Gitelman syndrome results from various inactivation mutations in the SLC12A3 gene on chromosome 16q, which encodes the thiazide-sensitive sodium chloride cotransporter channel in the distal convoluted tubule. 172 distinct phenotype-variable mutations in the SLC12A3 gene have been reported4). Defects in the thiazide-sensitive NCCT impair Na+ and Cl- reabsorption, causing natriuresis and leading to volume contraction, which activates the renin-angiotensin-aldosterone axis. Increased aldosterone leads to secretion of K+ and H+, which causes hypokalemia and alkalosis5). Bartter syndrome also results from congenital renal tubule defects, the site of which is the thick ascending limb of the loop of Henle. Patients with Bartter syndrome present with symptoms in early childhood, and suffer a more severe failure to thrive. Patients with Gitelman syndrome, by contrast, are mostly asymptomatic or become fully symptomatic only in adolescence or adulthood6). Gitelman syndrome is associated with less severe growth retardation.
There are many factors that may contribute to growth retardation in Bartter or Gitelman syndrome. However, factors such as prematurity, significant salt loss in the antenatal-neonatal period, and marked polyuria are not present in Gitelman syndrome. Hypokalemia and metabolic alkalosis may have some effect on growth. Although hypokalemia can play key role in growth retardation, some patients still have growth problems after the normalization of serum electrolytes. Experimental studies, which found that rats fed a potassium-poor diet exhibited significant body-length reduction and weight gain, along with low levels of serum GH and insulin-like growth factor 1 (IGF-1), suggested that potassium depletion could have a negative effect on pituitary GH secretion7,8). Partial or complete GH deficiency has been found in several patients with either Bartter syndrome9-12) or Gitelman syndrome13-15). In all of the corresponding reports, growth response to GH treatment was generally good. In four reported cases of Gitelman syndrome with GH deficiency, growth velocity rose to 10.2-12 cm/yr during the first year of GH treatment. The girl in this report exhibited a 5.6 cm height gain during 7 months of GH treatment (growth velocity, 9.6 cm/yr). The reason for the association between hypokalemic tubulopathies and GH deficiency is not clear. GH treatment seemed to be helpful for the correction of hypomagnesemia. GH treatment has markedly increased magnesium absorption and retention in growing pigs16) and restored the serum magnesium levels in children with Gitelman syndrome13). In our case, as the patient was treated with MgO and GH simultaneously, the effect of GH on serum magnesium level could not be evaluated.

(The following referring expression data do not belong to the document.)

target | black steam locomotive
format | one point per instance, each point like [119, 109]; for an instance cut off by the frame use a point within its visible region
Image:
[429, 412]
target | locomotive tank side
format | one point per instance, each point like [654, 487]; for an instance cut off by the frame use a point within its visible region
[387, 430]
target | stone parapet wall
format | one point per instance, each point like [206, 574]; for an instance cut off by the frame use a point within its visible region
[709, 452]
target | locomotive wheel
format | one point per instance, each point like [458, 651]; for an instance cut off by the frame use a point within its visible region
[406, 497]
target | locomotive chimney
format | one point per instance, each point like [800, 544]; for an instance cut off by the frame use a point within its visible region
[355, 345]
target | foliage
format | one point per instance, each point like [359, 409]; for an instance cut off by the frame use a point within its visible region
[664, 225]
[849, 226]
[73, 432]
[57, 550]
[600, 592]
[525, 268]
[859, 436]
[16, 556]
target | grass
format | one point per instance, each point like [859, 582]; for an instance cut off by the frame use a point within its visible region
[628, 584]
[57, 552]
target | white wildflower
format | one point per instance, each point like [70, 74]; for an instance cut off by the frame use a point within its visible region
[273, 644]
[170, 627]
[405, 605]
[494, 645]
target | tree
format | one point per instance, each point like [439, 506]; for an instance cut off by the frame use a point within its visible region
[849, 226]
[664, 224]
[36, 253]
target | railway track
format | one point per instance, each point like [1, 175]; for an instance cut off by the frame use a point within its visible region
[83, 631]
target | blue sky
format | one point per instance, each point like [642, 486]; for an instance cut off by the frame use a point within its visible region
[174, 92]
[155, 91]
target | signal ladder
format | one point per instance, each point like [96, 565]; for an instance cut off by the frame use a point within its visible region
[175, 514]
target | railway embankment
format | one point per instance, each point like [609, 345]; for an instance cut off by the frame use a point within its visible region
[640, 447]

GH and IGF-1 treatment has been shown to not stimulate longitudinal growth unless to correct hypokalmeia in hypokalemic rats17,18). Experimental study demonstrated that potassium depletion leads to tissue-specific alteration in GH and IGF-1 metabolism in rats fed a potassium-deficient diet19).

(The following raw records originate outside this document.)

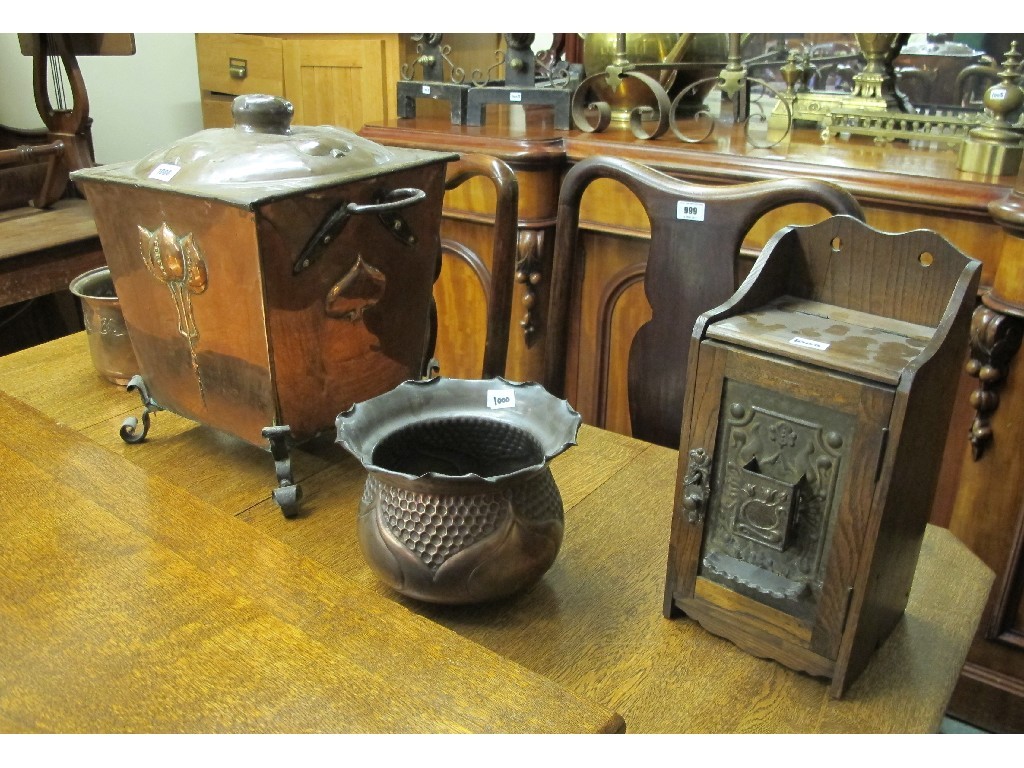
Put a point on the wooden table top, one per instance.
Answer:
(593, 626)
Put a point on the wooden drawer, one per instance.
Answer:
(240, 64)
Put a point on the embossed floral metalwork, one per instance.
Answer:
(178, 263)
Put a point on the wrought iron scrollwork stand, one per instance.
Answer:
(733, 83)
(288, 494)
(129, 429)
(527, 81)
(431, 58)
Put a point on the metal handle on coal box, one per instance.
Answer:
(335, 221)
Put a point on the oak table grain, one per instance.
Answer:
(592, 626)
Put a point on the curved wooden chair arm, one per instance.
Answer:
(502, 279)
(691, 268)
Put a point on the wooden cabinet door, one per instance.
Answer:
(775, 548)
(336, 81)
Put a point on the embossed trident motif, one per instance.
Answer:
(177, 263)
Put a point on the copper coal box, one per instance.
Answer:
(271, 275)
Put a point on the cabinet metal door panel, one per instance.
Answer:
(792, 485)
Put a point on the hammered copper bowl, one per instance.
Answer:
(460, 505)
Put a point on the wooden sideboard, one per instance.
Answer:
(900, 186)
(345, 80)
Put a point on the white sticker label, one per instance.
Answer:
(164, 171)
(809, 343)
(501, 398)
(690, 211)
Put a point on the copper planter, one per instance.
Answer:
(460, 505)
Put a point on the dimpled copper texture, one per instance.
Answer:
(434, 527)
(460, 505)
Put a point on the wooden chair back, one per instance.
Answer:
(696, 235)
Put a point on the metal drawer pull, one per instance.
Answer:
(238, 68)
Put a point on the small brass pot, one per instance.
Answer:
(460, 505)
(110, 346)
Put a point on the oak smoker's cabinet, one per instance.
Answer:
(817, 403)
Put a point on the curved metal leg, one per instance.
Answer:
(129, 428)
(288, 494)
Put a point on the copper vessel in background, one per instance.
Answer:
(271, 275)
(110, 346)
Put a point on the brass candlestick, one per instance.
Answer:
(995, 146)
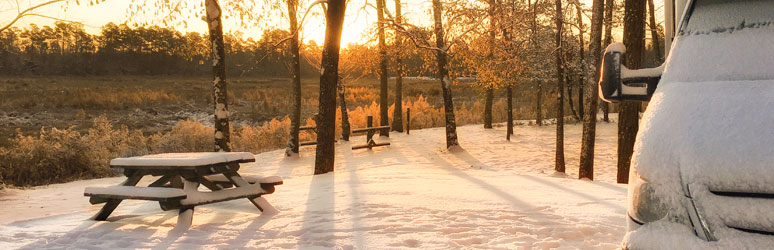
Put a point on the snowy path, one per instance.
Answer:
(492, 195)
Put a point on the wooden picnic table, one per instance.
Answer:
(178, 177)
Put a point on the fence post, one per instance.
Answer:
(408, 120)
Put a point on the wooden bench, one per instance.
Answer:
(370, 131)
(308, 129)
(179, 176)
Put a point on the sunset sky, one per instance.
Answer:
(359, 17)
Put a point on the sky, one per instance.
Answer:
(359, 19)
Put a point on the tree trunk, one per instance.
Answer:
(568, 86)
(559, 163)
(586, 165)
(443, 75)
(345, 126)
(509, 129)
(539, 104)
(488, 107)
(489, 88)
(654, 33)
(582, 57)
(295, 70)
(329, 77)
(397, 114)
(628, 115)
(220, 88)
(610, 5)
(384, 120)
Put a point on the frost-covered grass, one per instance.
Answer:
(493, 194)
(156, 104)
(71, 127)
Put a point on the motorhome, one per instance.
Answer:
(702, 173)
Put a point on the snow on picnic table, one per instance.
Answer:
(413, 194)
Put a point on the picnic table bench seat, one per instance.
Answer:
(267, 183)
(102, 194)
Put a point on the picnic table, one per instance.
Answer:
(178, 177)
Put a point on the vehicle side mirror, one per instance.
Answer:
(618, 83)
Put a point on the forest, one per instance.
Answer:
(494, 49)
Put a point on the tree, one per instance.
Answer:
(559, 161)
(295, 71)
(581, 57)
(610, 5)
(220, 87)
(586, 165)
(535, 44)
(443, 76)
(654, 32)
(29, 12)
(329, 77)
(489, 87)
(629, 114)
(384, 120)
(397, 115)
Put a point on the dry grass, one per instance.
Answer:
(170, 115)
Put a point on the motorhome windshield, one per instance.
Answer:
(724, 40)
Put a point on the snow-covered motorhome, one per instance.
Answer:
(702, 173)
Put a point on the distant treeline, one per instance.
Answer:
(66, 49)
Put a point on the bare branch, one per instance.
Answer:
(25, 12)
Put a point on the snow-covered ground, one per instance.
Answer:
(493, 194)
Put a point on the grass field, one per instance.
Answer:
(156, 104)
(59, 129)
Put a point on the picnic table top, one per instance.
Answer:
(182, 159)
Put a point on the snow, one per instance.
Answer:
(490, 194)
(708, 128)
(724, 44)
(183, 159)
(271, 179)
(649, 72)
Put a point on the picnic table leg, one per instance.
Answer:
(185, 217)
(259, 202)
(112, 204)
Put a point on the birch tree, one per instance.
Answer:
(397, 115)
(443, 76)
(608, 9)
(329, 77)
(220, 87)
(586, 165)
(384, 120)
(558, 19)
(629, 114)
(295, 71)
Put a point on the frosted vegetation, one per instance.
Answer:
(62, 155)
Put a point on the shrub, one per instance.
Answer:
(66, 155)
(61, 155)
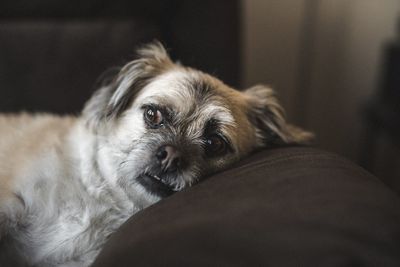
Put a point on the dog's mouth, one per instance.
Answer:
(156, 185)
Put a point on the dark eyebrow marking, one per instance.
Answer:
(211, 126)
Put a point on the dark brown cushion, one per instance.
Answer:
(281, 207)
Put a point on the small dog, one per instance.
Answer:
(67, 183)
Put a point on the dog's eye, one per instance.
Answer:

Pubertal delay seems not to correlate with Gitelman syndrome symptoms. In this case, pubertal stage was delayed relative to chronologic age, but pubertal responses of LH and FSH to GnRH were observed.

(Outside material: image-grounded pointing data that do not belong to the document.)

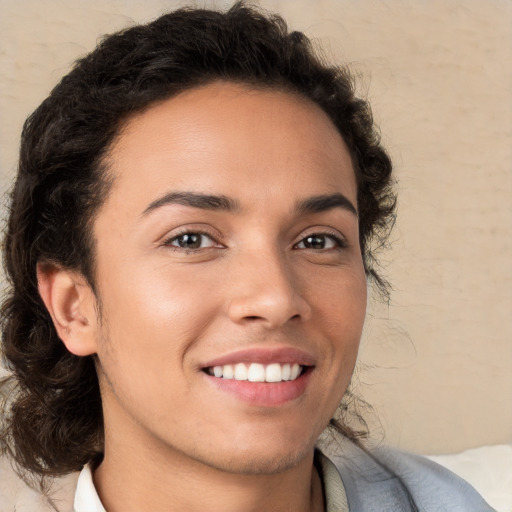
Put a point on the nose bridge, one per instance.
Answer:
(266, 289)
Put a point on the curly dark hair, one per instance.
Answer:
(52, 413)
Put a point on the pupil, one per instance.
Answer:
(192, 241)
(315, 242)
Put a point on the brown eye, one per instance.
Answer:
(191, 241)
(320, 242)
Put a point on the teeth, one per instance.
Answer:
(227, 372)
(256, 372)
(240, 371)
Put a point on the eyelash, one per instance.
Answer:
(339, 242)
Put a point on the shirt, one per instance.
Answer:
(87, 499)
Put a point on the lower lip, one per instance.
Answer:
(263, 394)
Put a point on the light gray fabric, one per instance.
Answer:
(381, 482)
(388, 480)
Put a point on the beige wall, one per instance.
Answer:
(437, 363)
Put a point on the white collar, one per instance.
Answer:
(86, 497)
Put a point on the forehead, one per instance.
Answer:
(222, 137)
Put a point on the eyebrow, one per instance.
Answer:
(318, 204)
(315, 204)
(195, 200)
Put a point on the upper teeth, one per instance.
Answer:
(256, 372)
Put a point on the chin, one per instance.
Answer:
(261, 460)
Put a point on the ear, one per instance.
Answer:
(72, 306)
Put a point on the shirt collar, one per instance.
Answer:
(86, 497)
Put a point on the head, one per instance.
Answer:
(71, 174)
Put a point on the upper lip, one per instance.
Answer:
(264, 355)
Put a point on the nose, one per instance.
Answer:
(266, 291)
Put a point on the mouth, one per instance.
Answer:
(262, 376)
(257, 372)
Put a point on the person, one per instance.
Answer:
(189, 244)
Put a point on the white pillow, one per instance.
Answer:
(488, 469)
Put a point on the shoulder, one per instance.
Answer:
(16, 494)
(399, 481)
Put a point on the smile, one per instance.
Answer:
(257, 372)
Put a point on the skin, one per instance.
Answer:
(253, 282)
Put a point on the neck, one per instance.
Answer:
(161, 481)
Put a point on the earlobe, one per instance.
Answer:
(72, 307)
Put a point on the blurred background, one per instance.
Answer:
(436, 363)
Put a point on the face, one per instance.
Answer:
(230, 277)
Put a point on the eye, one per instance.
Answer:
(191, 240)
(320, 241)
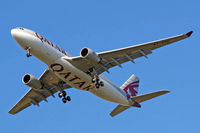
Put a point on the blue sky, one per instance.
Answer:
(105, 25)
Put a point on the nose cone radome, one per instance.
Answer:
(18, 35)
(14, 32)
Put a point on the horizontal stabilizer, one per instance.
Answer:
(118, 110)
(148, 96)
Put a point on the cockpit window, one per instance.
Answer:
(21, 28)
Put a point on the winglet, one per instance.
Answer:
(189, 33)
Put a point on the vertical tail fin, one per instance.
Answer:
(131, 86)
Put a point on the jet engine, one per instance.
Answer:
(90, 55)
(31, 81)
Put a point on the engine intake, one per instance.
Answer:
(90, 55)
(31, 81)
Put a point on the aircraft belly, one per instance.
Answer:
(80, 80)
(71, 75)
(110, 93)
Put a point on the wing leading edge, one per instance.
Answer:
(117, 57)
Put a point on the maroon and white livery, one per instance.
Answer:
(82, 72)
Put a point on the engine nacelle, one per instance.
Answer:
(31, 81)
(90, 55)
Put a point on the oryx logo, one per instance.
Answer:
(132, 89)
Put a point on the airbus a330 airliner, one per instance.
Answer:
(83, 72)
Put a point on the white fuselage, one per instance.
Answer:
(59, 62)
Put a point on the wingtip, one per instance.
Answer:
(189, 33)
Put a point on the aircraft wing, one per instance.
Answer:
(117, 57)
(35, 96)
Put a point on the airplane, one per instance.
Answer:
(83, 72)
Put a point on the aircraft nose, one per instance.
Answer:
(15, 34)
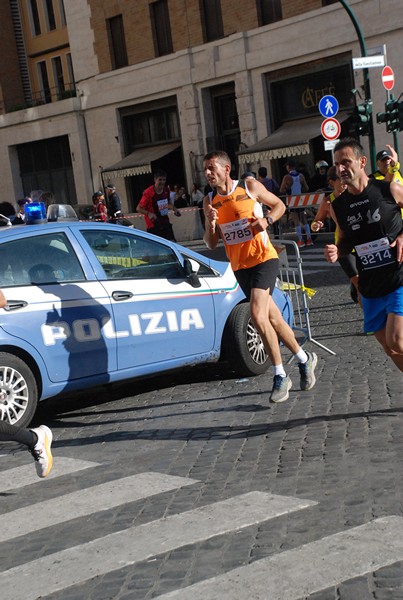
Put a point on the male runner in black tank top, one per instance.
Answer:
(368, 215)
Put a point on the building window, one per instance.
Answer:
(161, 27)
(45, 93)
(34, 17)
(50, 15)
(269, 11)
(117, 42)
(58, 76)
(70, 72)
(211, 18)
(152, 127)
(62, 13)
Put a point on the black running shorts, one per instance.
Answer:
(263, 276)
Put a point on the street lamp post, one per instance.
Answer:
(367, 88)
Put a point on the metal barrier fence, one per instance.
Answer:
(291, 280)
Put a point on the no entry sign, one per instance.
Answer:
(388, 78)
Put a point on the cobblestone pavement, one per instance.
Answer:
(302, 482)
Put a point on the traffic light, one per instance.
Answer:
(400, 115)
(393, 116)
(361, 118)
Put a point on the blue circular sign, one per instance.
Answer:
(328, 106)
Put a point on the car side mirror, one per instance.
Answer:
(191, 268)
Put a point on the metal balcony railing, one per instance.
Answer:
(45, 96)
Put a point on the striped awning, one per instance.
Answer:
(139, 162)
(291, 139)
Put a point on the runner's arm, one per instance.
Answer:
(397, 192)
(211, 232)
(261, 194)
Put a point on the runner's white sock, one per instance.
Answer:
(279, 370)
(301, 356)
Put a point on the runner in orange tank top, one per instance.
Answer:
(233, 210)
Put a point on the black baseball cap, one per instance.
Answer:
(383, 154)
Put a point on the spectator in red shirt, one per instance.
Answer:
(100, 210)
(155, 204)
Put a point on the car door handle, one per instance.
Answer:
(15, 304)
(118, 296)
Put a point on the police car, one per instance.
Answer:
(94, 303)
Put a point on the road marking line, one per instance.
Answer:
(313, 567)
(76, 565)
(26, 475)
(86, 502)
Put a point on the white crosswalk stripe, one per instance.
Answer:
(291, 574)
(21, 476)
(296, 574)
(78, 564)
(86, 502)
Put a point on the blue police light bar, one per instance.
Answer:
(35, 213)
(61, 212)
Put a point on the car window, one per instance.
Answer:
(130, 257)
(41, 259)
(204, 270)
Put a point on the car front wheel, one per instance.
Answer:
(242, 345)
(18, 391)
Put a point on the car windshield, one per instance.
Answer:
(127, 256)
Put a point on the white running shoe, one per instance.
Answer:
(41, 451)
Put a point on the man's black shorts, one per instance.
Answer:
(262, 276)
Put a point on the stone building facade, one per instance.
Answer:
(143, 83)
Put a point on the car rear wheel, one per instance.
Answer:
(242, 344)
(18, 391)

If a child with Gitelman syndrome shows marked growth retardation, the GH-IGF-1 axis should be checked. GH treatment as well as the correction of serum potassium level is important for optimal growth. Further clinical research on Gitelman syndrome patients is required for more comprehensive analysis of the relations among growth retardation, abnormal GH-IGF-1 axis, and response to GH treatment.
Acknowledgments
This case report was supported by a grant (A120017) from the Korea Healthcare technology R&D Project, Ministry for Health, Welfare and Family Affairs, Republic of Korea.
Footnotes
No potential conflict of interest relevant to this article was reported.